Autres modes de transmission
Bien que plus rare, l’infection peut aussi se transmettre par l’ingestion de produits laitiers non pasteurisés (exemples : lait, fromage au lait cru de vache, chèvre ou brebis). L’abattage d’un animal infecté est également considéré à risque. Des infections acquises en laboratoire ont aussi été signalées.

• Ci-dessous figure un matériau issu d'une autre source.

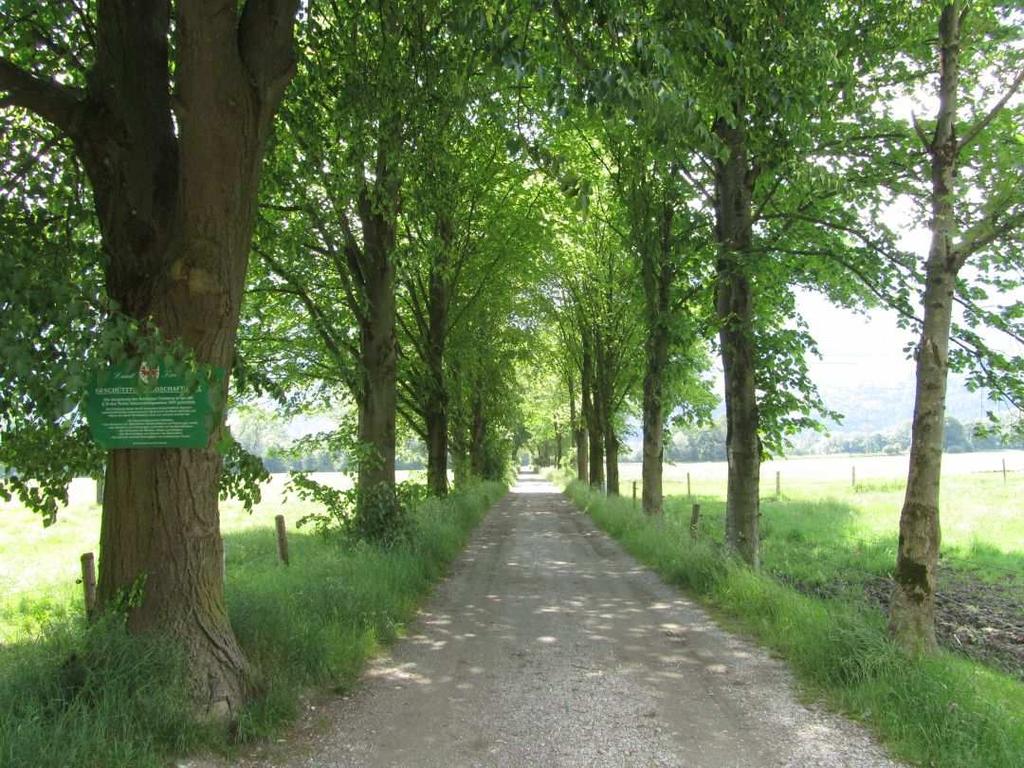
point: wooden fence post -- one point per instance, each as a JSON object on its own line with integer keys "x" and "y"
{"x": 282, "y": 539}
{"x": 89, "y": 583}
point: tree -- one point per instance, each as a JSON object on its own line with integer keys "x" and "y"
{"x": 168, "y": 122}
{"x": 960, "y": 230}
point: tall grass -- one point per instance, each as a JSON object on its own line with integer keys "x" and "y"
{"x": 941, "y": 712}
{"x": 78, "y": 695}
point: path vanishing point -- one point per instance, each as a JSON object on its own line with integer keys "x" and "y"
{"x": 550, "y": 646}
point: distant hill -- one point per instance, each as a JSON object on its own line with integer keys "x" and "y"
{"x": 877, "y": 408}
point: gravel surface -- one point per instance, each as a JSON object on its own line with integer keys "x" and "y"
{"x": 550, "y": 646}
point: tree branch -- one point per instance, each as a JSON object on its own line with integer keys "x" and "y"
{"x": 55, "y": 103}
{"x": 980, "y": 125}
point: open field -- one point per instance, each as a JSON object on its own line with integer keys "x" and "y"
{"x": 830, "y": 538}
{"x": 78, "y": 694}
{"x": 941, "y": 711}
{"x": 39, "y": 566}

La contamination interhumaine est en théorie possible par transfusion ou don d’organe. Un cas de transmission probable par allaitement de la mère à son enfant a été publié en 2022.
Tableau clinique
Environ les deux tiers des personnes infectées par le virus ne présentent pas de symptômes. Pour ceux présentant des symptômes, la période d’incubation est habituellement de 7 et 14 jours (pouvant aller de 4 à 28 jours). Ce délai est généralement plus court lorsque la maladie est transmise par ingestion de produits laitiers (3-4 jours). Les symptômes de la maladie surviennent habituellement en 2 phases :
- La première phase se présente sous forme d'un syndrome d’allure grippale avec des symptômes non spécifiques (fièvre, fatigue, céphalée, douleurs musculaires, nausées, vomissements, etc.). Cette phase dure habituellement 1 à 8 jours, puis est suivie d’une accalmie sans symptômes d’une durée d’environ 1 semaine.
- Lors de la deuxième phase (chez 20-30 % des personnes), le système nerveux central est affecté. La présentation clinique de cette phase est soit :
- Méningite : environ 50 % des cas;
- Méningo-encéphalite : environ 40 % des cas;
- Méningo-encéphalomyélite : environ 10 % des cas;
- Autres : myélites et atteintes radiculaires, syndrome cérébelleux, atteintes cognitives, etc.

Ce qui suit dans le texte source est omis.